Con la estrategia de la guerra total contra los narcos, el Estado ha promovido que sean los propios cárteles los que se beneficien de las acciones militares en contra de sus enemigos y, con ello, se ha facilitado la competencia violenta entre dichos grupos. He aquí la verdadera tragedia mexicana. El término “guerra” ha sido crucial para cercar aún más a la “comunidad política”, que hoy está secuestrada entre un Estado impotente y la ambición de los grupos narcos por sustituirlo.
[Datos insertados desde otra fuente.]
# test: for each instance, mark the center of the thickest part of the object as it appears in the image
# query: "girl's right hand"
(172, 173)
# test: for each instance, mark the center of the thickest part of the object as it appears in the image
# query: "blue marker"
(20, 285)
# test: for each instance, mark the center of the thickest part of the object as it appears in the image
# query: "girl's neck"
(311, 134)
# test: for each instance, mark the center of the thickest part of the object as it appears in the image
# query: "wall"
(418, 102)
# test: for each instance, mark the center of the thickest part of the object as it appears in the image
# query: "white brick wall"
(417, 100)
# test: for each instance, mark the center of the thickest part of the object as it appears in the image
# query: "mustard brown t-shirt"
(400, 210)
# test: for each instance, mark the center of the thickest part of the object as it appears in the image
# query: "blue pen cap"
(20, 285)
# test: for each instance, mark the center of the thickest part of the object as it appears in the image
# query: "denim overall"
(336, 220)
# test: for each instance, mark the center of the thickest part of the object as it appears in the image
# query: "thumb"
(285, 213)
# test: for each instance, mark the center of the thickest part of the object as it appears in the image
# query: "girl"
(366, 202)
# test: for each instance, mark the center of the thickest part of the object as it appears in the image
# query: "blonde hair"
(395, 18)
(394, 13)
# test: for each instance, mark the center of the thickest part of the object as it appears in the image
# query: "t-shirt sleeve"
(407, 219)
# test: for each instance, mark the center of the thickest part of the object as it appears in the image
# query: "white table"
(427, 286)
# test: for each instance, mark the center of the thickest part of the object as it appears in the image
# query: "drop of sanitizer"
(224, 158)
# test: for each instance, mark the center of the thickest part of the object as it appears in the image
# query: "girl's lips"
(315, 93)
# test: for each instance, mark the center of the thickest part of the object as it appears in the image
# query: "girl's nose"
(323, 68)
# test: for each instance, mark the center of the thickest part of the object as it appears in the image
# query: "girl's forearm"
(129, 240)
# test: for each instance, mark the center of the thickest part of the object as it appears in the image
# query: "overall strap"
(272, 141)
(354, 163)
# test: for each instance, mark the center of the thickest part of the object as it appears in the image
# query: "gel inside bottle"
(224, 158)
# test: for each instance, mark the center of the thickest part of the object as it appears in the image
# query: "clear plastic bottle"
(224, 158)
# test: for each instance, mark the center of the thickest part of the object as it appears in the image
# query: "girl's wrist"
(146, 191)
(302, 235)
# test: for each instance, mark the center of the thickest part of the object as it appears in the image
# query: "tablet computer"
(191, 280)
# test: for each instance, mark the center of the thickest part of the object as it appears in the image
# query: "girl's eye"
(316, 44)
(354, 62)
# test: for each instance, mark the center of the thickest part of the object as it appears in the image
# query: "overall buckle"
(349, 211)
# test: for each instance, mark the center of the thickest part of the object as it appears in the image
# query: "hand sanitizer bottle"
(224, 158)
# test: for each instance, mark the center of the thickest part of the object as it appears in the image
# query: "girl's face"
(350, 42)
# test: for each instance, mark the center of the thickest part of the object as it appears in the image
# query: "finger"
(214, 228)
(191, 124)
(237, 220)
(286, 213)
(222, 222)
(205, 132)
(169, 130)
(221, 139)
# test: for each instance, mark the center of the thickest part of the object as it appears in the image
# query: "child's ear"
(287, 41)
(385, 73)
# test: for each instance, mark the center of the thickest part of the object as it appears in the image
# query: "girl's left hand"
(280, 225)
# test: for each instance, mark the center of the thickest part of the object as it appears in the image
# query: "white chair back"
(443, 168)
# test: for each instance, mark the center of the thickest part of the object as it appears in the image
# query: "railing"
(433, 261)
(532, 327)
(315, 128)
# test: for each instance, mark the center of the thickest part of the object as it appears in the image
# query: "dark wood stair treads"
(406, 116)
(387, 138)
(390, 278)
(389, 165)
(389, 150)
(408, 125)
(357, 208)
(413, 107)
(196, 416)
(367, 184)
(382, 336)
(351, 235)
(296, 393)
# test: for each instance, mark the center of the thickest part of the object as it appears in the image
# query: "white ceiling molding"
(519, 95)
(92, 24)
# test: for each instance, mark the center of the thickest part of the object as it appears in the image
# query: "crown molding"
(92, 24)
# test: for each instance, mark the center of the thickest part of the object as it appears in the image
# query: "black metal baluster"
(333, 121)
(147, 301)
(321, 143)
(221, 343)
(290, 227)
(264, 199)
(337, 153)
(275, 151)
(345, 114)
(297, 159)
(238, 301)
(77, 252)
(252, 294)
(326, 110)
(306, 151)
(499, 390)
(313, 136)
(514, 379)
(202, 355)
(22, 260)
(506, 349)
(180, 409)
La sociedad civil, invadida por el miedo y la apatía, terminó “secuestrada”, como profetizara hace algunos años Sergio Zermeño.4 Hoy, esa misma sociedad civil mira con sorpresa hasta dónde ha dejado que el Estado y las oligarquías la dirijan y la destruyan, y de cómo se han hecho trizas los posibles proyectos sobre “un futuro” distinto, lo que efectivamente ha terminado con toda esperanza de una posible transición democrática.

Es por todas estas razones que pienso que este libro es de una importancia especial. Escrito casi como “milagrosamente” vigente, nos permite adentrarnos en la reciente tragedia de Ayotzinapa con mejores armas teóricas para comprender lo que allí ha ocurrido, al tiempo que genera un marco conceptual acerca de la guerra que esclarece por qué este Estado fallido no puede resolver los problemas estructurales, imponiéndose aún con más violencia e ignorando la pobreza y la desigualdad.

 

María Pía Lara

Universidad Autónoma Metropolitana

Unidad Iztapalapa, México

mpl@xanum.uam.mx

 

1 Véase Fernando Escalante Gonzalbo, “Homicidios 1990-2007”, Nexos, septiembre de 2009.

2 Véanse, por ejemplo, Ioan Grillo, El Narco. Inside Mexico’s Criminal Insurgency, Nueva York, Berlín, Londres y Sidney, Bloomsbury Press, 2011; Ed Vullamy, Amexica: War Along the Borderline, Nueva York, Picador, 2001; Luis Jorge Garay Salamanca y Eduardo Salcedo-Albarán, Narcotráfico, corrupción y Estados. Cómo las redes ilícitas han reconfigurado las instituciones en Colombia, Guatemala y México, México, Debate (Random House), 2012.

3 María Pía Lara, Narrar el mal. Una teoría postmetafísica del juicio reflexionante, Barcelona, Gedisa, 2009.

4 Sergio Zermeño, La sociedad mexicana: el desorden mexicano del fin de siglo, México, Siglo XXI, 1996.